- Types d'acteurs : Chef.fe d'équipe, Garde à domicile, Proche
- Type d'acte : Présence
- Thème(s) : Fin de la demande d'aide
- Concept(s) : Agentivité, Expérience
- Lieu d'observation: Domicile
- Région d'observation: Bruxelles
- Pseudo: Mr et Mme Vandaele
- Date d'observation: 2012
- Numéro de page du livre : undefined
- Auteur du récit : Natalie Rigaux
Lorsque je la rencontre à l'occasion d'une réunion deux mois après l'institutionnalisation de Mr, la responsable de l'équipe de gardes me raconte :
J'ai appelé Mme alors qu'on était en réunion d'équipe pour avoir des nouvelles. Mme m'a dit que ça leur ferait plaisir de venir nous dire au revoir. Ils sont venus à deux. C'était super émouvant. Tout le monde pleurait.

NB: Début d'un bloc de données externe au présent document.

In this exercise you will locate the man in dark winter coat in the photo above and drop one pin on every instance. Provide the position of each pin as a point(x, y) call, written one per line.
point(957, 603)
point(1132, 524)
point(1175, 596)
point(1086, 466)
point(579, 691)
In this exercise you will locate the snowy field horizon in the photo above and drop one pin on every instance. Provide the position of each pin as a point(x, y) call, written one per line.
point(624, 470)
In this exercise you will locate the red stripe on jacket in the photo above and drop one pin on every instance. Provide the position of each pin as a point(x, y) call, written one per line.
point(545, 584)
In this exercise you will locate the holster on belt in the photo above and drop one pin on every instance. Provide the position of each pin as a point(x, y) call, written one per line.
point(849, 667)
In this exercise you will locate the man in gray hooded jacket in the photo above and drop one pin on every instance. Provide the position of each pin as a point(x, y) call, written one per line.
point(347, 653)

Mme Vandaele me raconte spontanément le même épisode, lors du second entretien :
Il faut que je vous raconte ! Alors que mon mari était tout à fait exceptionnellement venu passer une nuit à la maison parce qu'il avait deux rendez-vous médicaux qui se suivaient, l'assistante sociale m'a téléphoné pour demander des nouvelles. J'avais prévenu le secrétariat que mon mari était placé mais je ne l'avais pas eue elle personnellement. Comme les gardes avaient envie de le revoir et que lui était d'accord, on y est allé. Ça a été incroyable, j'en ai les larmes aux yeux (des larmes coulent). J'ai eu l'occasion de dire à chacune ce qu'elles avaient apporté, avec leur personnalité particulière, comme attention à mon mari. Pour moi qui n'avait absolument pas préparé cela, qui ne comptait pas faire de démarche particulière, j'ai eu ainsi la possibilité de les remercier, chacune, pour ce qu'elles avaient faits. Ça a été un moment formidable. Elles aussi ont été très heureuses…et très émues. Elles ont dit aussi ce qu'elles appréciaient avec lui, les bons moments qu'elles avaient eus. C'est incroyable comme cela s'est mis, la seule fois où il rentrait à la maison !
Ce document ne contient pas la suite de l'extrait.